Heals, who is from Bangkok, said she spent the first four years of her career performing for free, investing in herself.

“My father has always said if you love what you are doing, that is already the profit in life,” she said. “Happiness and what you enjoy, what you do in life is actually really important.”

Faye performed after Heals, sauntering out with a mountain of voluminous, curly yellow hair and a shimmering black bodysuit with cutouts on the side.

The next performances were by Jazmyn J, Omnia Nova and Roderick Von Schlong, the only drag king. He danced to “Beggin’” by Måneskin. The high-energy performances continued with a reprise by Heals and a few more numbers.

The final act was DeLusty, who performed an emotional number in a floor-length blue gown with a complicated shimmering white updo. In the background, “A Million Dreams” by Pink played.

COURTESY OF ROBERT HUBNER
TabiKat Productions performer Faye at the drag show, April 7.

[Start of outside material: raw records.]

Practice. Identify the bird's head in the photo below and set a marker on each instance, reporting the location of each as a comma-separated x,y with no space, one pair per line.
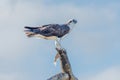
71,23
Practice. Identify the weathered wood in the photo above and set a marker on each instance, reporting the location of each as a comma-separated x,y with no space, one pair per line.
65,67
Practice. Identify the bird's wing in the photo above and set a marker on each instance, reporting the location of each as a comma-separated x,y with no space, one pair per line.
50,30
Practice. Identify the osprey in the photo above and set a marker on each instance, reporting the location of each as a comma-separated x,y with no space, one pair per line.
51,31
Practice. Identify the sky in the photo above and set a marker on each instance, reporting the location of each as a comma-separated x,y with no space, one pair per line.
93,46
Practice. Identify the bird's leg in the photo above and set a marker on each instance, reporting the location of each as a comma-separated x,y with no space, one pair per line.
57,44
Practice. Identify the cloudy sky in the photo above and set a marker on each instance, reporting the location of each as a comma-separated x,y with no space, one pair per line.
93,46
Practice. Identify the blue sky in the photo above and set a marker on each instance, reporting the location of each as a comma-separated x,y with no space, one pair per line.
93,46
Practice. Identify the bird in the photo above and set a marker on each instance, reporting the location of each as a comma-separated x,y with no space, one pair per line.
54,32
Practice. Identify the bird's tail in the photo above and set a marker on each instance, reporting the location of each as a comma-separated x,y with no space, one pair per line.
29,31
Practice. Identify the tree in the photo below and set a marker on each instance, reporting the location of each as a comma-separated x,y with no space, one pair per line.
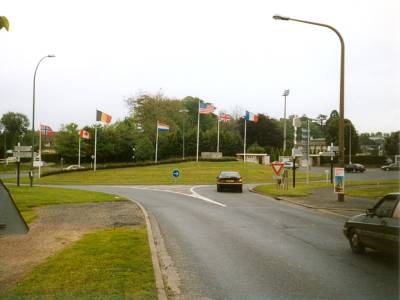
255,148
15,126
332,133
66,142
392,143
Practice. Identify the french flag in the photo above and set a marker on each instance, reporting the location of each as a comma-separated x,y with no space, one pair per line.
162,126
251,117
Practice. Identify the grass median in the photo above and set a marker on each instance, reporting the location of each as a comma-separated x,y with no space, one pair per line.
190,173
109,264
27,198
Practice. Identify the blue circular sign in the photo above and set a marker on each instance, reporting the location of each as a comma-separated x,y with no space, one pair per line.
175,173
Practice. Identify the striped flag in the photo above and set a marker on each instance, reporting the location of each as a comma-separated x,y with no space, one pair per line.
84,134
225,117
103,117
162,126
251,117
206,108
46,130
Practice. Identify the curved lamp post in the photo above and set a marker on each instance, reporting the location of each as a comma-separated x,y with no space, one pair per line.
33,115
341,104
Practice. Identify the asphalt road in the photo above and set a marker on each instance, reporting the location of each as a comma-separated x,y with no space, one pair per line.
246,246
369,174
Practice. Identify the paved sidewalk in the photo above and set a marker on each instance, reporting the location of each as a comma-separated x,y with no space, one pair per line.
325,199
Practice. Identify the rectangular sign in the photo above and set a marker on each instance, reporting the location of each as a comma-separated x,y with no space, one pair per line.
22,148
338,183
22,154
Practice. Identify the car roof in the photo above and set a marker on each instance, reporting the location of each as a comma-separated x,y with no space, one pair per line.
229,172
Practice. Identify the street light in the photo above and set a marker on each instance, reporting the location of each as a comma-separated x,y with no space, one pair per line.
341,101
33,115
285,94
183,132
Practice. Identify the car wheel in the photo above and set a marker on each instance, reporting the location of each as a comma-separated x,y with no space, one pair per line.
355,244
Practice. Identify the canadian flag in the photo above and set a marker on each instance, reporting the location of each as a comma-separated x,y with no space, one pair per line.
84,134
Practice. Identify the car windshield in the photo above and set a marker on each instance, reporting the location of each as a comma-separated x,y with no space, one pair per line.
229,175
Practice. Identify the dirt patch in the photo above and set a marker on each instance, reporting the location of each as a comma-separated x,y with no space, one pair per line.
56,227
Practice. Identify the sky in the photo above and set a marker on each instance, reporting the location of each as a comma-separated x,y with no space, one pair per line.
230,53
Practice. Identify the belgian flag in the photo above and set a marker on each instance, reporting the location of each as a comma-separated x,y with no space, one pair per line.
103,117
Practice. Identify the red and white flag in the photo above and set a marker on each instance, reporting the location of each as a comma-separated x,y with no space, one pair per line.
225,117
46,130
84,134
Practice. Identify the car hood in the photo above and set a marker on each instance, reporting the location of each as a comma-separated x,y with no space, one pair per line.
356,218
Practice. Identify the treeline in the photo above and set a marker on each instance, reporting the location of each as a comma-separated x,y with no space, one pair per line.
133,138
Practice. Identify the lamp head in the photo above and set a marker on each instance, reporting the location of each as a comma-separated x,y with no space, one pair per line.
278,17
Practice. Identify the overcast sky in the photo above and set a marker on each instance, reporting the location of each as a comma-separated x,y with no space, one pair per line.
230,53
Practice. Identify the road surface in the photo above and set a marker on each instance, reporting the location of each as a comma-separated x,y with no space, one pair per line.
247,246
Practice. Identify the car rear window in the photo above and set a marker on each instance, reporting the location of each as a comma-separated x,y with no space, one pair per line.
229,175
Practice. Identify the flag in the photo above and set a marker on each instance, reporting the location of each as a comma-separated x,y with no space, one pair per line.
46,130
225,117
162,126
206,108
103,117
84,134
251,117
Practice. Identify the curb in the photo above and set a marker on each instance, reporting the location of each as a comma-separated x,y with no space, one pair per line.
323,209
161,294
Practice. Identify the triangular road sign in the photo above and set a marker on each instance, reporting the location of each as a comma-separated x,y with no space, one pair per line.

“They can say, they can say it all sounds crazy. They can say, they can say we’ve lost our minds. See, I don’t care, I don’t care if they call us crazy. Run away to a world that we design,” Pink sang as DeLusty lip-synced and danced to the music.

A few queens said it was one of the best college audiences they had ever seen, Baker said.

After the performances, Nova said that if the audience could walk away with anything that night, she hoped the crowd could see the potential that they all had to live their dreams.

Baker said that every performance at the event was entertaining and crowd engagement was amazing. She said she believes that the drag show will become a yearly event. Next year, because of the crowd size, the event may be held in Beasley Coliseum to accommodate everyone who wants to attend, Baker said.

LGTBQ youth and young adults belong, DeLusty said.

“There is a community out there for you. Even if it’s not the drag community, you can still find people that will accept you and love you regardless of who you are,” she said.

At the end of the show, purple spotlights shone on the drag queens as they walked away to a cheering full house and a standing ovation, returning behind the curtain as “Gimme! Gimme! Gimme! (A Man after Midnight)” by ABBA blasted.